Paysage de Patagonie
Mais les enjeux ne s’arrêtent pas à la question de savoir si les terres argentines passent entre des mains étrangères. Des richissimes Argentins sont également propriétaires de terrains colossaux. Parmi les scandales majeurs liés à la question des terres, on doit avant tout pointer du doigt la question de l’accès à l’eau, ainsi que les abus de biens publics.
Nous vous proposons un dossier en 3 parties :
- Les ventes aux étrangers
- L’accès à l’eau en Patagonie
- Les abus de biens publics dans l’État de Santa Cruz
L’Argentine vend-elle son âme ?
Vous partez en vacances en Patagonie ? Si vous allez d’El Calafate à El Chaltén, vous ne manquerez pas d’être surpris par ces barrières, qui sur des centaines de kilomètres barrent l’accès aux terres, de part et d’autre de la route. Des milliers d’hectares de terrains arides –c’est la steppe patagonienne- sont ainsi mis hors d’accès, sauf pour les guanacos qui passent allègrement par-dessus… liberté sauvage…

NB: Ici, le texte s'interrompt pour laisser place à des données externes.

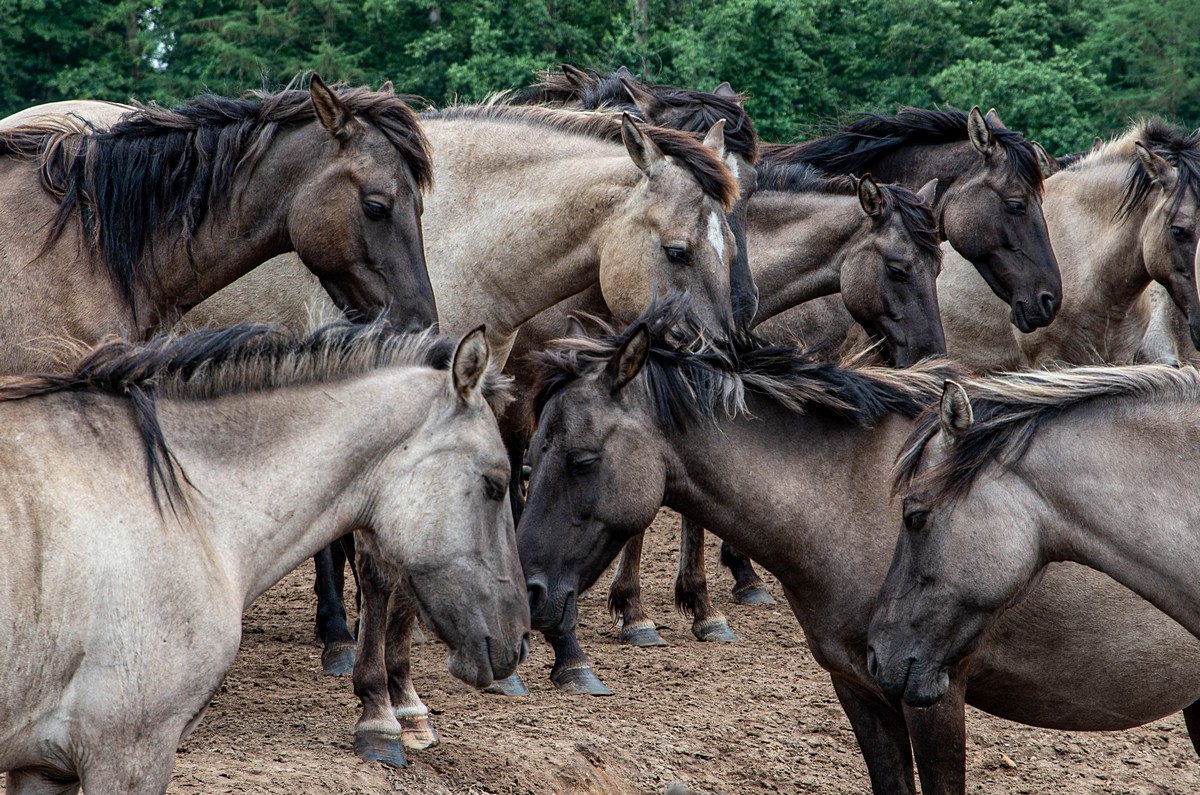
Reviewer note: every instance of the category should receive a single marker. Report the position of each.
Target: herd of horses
(625, 270)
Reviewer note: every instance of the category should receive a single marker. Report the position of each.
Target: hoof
(337, 661)
(381, 747)
(755, 593)
(417, 731)
(579, 681)
(714, 631)
(510, 686)
(641, 634)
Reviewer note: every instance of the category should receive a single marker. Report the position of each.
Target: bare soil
(751, 717)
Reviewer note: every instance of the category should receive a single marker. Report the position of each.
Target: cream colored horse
(123, 599)
(1120, 219)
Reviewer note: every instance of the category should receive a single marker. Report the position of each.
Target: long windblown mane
(691, 378)
(855, 147)
(804, 178)
(1174, 144)
(703, 163)
(239, 359)
(682, 108)
(165, 168)
(1009, 410)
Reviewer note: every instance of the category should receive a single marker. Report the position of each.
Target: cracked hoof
(387, 748)
(510, 686)
(579, 681)
(643, 633)
(337, 661)
(755, 593)
(417, 731)
(714, 629)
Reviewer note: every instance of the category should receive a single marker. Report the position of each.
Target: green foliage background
(1063, 71)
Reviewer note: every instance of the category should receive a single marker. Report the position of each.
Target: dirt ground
(753, 717)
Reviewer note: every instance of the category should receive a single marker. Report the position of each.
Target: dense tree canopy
(1060, 70)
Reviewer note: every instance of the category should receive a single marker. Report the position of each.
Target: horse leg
(691, 589)
(39, 782)
(882, 739)
(939, 736)
(1192, 721)
(337, 655)
(377, 734)
(573, 669)
(417, 729)
(625, 598)
(748, 586)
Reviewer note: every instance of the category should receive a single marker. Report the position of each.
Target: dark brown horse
(129, 227)
(789, 459)
(989, 192)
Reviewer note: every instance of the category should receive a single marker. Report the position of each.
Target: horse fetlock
(641, 633)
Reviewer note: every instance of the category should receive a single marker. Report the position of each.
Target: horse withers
(154, 492)
(1013, 473)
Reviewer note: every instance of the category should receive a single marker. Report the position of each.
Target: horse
(153, 492)
(678, 108)
(1009, 474)
(789, 458)
(531, 205)
(989, 192)
(1121, 217)
(127, 227)
(810, 234)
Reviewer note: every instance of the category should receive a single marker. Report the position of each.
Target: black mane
(857, 145)
(691, 378)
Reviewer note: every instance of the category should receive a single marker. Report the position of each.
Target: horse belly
(1084, 652)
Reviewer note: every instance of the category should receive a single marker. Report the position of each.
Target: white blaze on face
(715, 235)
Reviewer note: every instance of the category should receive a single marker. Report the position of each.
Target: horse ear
(870, 196)
(574, 328)
(647, 102)
(928, 193)
(979, 132)
(1161, 172)
(1047, 165)
(955, 414)
(715, 138)
(643, 151)
(469, 364)
(726, 91)
(334, 114)
(629, 359)
(576, 77)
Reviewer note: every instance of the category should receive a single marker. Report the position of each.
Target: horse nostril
(1048, 304)
(538, 592)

Les étrangers sont très souvent montrés du doigt. À raison ?
Barrières sur la route vers El Chaltén
Ces étrangers qui « phagocytent » l’Argentine…
La vente de terrains à de riches étrangers est un phénomène qui a commencé sous le gouvernement Menem et qui a perduré après la crise de 2001. À l’heure actuelle, le plus grand propriétaire terrien étranger en Argentine est Luciano Benetton, qui détient près d’1 million d’hectares. Il est suivi de Douglas Tompkins (créateur de la marque North Face), de Ward Lay (propriétaire de Lay’s et patron de Pepsi) et de Ted Turner (CNN), qui à eux trois totalisent environ 300 000 hectares de terres.
Pour bien comprendre les dimensions que cela représente : 1 million d’hectares correspond à 10 000 km2, soit 3 fois la superficie du Luxembourg. Évidemment, c’est beaucoup pour une même personne…
La plupart des terres appartenant ainsi à des particuliers étrangers se situent en Patagonie (États de Santa Cruz, Neuquèn, Chubut et Terre de Feu).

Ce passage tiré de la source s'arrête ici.